Pooled Income Funds

Contact for Pooled Income Funds

Terri Houston
Director of Major Gifts and Planned Giving

Phone: 617-879-2126
Email: thouston@wheelock.edu

A pooled income fund is similar to a mutual fund. Your contribution is commingled with the gifts of other donors for investment purposes; you or your named beneficiary receive annual interest and dividend income based on your pro rata share of the fund's units.
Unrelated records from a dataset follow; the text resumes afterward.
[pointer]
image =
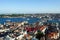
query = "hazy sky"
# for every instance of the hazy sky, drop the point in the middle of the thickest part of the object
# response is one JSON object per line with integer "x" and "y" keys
{"x": 29, "y": 6}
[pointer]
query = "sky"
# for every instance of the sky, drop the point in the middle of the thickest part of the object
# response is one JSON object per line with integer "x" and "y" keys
{"x": 29, "y": 6}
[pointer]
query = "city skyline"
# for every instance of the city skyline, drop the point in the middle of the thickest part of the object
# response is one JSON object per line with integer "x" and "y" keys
{"x": 29, "y": 6}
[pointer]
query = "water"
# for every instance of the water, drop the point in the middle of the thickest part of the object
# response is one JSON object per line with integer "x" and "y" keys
{"x": 31, "y": 20}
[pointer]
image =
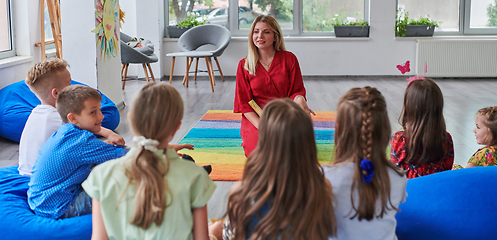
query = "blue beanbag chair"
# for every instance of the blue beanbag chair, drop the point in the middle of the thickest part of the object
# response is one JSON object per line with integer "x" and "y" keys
{"x": 17, "y": 102}
{"x": 457, "y": 204}
{"x": 17, "y": 221}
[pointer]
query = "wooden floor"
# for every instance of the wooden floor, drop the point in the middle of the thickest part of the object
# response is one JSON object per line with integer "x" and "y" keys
{"x": 463, "y": 97}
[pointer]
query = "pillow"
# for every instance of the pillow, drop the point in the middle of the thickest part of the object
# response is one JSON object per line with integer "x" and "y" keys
{"x": 17, "y": 101}
{"x": 17, "y": 221}
{"x": 457, "y": 204}
{"x": 144, "y": 46}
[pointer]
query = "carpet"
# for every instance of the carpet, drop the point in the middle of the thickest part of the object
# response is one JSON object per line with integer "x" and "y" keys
{"x": 217, "y": 141}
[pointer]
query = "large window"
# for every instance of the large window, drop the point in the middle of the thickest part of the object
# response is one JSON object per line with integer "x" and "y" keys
{"x": 457, "y": 16}
{"x": 296, "y": 17}
{"x": 6, "y": 30}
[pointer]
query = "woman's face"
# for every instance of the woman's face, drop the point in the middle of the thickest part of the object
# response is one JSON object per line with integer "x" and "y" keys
{"x": 482, "y": 133}
{"x": 263, "y": 36}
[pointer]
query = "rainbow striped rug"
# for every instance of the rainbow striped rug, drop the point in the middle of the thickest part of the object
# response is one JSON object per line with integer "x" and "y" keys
{"x": 217, "y": 141}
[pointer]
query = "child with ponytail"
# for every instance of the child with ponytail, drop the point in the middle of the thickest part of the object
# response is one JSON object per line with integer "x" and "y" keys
{"x": 151, "y": 193}
{"x": 367, "y": 187}
{"x": 424, "y": 146}
{"x": 283, "y": 193}
{"x": 486, "y": 134}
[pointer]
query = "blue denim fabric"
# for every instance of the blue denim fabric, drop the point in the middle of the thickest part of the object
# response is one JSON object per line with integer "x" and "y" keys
{"x": 81, "y": 206}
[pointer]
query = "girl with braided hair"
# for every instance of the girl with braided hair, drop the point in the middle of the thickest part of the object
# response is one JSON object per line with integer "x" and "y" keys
{"x": 424, "y": 146}
{"x": 486, "y": 134}
{"x": 368, "y": 188}
{"x": 151, "y": 193}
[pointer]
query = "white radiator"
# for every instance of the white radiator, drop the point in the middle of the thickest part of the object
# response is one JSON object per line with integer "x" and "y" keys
{"x": 457, "y": 58}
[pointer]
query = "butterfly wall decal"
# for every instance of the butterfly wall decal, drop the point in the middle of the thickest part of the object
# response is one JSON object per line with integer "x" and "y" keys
{"x": 404, "y": 67}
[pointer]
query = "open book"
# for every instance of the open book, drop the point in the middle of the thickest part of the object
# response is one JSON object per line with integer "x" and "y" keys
{"x": 256, "y": 107}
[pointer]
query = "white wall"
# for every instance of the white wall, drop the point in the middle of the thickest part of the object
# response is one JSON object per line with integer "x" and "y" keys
{"x": 145, "y": 21}
{"x": 26, "y": 16}
{"x": 80, "y": 50}
{"x": 378, "y": 55}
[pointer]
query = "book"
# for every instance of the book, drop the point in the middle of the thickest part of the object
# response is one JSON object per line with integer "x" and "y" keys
{"x": 256, "y": 107}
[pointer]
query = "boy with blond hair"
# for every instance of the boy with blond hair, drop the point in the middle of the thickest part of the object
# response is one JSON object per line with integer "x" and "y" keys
{"x": 46, "y": 80}
{"x": 66, "y": 159}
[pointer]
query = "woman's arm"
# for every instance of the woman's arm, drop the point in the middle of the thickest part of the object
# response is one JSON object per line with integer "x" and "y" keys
{"x": 200, "y": 230}
{"x": 253, "y": 118}
{"x": 98, "y": 231}
{"x": 300, "y": 100}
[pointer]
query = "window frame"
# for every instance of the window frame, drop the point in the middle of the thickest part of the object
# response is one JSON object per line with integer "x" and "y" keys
{"x": 464, "y": 23}
{"x": 12, "y": 51}
{"x": 297, "y": 20}
{"x": 466, "y": 29}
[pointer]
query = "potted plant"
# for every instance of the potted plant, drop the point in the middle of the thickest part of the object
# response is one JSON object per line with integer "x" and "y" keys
{"x": 405, "y": 27}
{"x": 190, "y": 21}
{"x": 359, "y": 28}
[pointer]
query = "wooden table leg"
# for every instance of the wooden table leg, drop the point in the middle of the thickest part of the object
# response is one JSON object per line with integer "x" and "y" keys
{"x": 145, "y": 70}
{"x": 171, "y": 74}
{"x": 150, "y": 70}
{"x": 209, "y": 72}
{"x": 219, "y": 68}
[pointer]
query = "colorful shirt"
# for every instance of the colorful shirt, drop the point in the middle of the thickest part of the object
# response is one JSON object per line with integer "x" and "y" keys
{"x": 485, "y": 156}
{"x": 283, "y": 79}
{"x": 189, "y": 184}
{"x": 63, "y": 164}
{"x": 399, "y": 153}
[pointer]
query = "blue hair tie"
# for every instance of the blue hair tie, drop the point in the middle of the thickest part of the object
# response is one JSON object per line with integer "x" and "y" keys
{"x": 367, "y": 170}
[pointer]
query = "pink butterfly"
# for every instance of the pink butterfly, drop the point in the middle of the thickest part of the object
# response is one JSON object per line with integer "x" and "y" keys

At the end of the lifetime of the income beneficiaries, the value of your units in the fund at that time becomes available for the College's use.

Capital gains taxes are completely avoided when long-term appreciated assets are transferred to the fund, and an immediate charitable income tax deduction is available.

What is a pooled income fund?

Gift agreement with Wheelock that pays you variable income for life.

Why should I contribute to a pooled income fund?

Secure an income stream for life.

When should I contribute to a pooled income fund?

Best for those in retirement years.

What are the benefits?

  • A gift to Wheelock,
  • Variable income for life based on the market value of the fund,
  • Income tax charitable deduction, and
  • Reduced capital gains taxes on appreciated assets.

How is this gift funded?

Typically funded with cash, appreciated securities, or credit card, there is a 10,000 minimum gift to create a pooled income fund. Subsequent additions to an established pooled income fund may be smaller.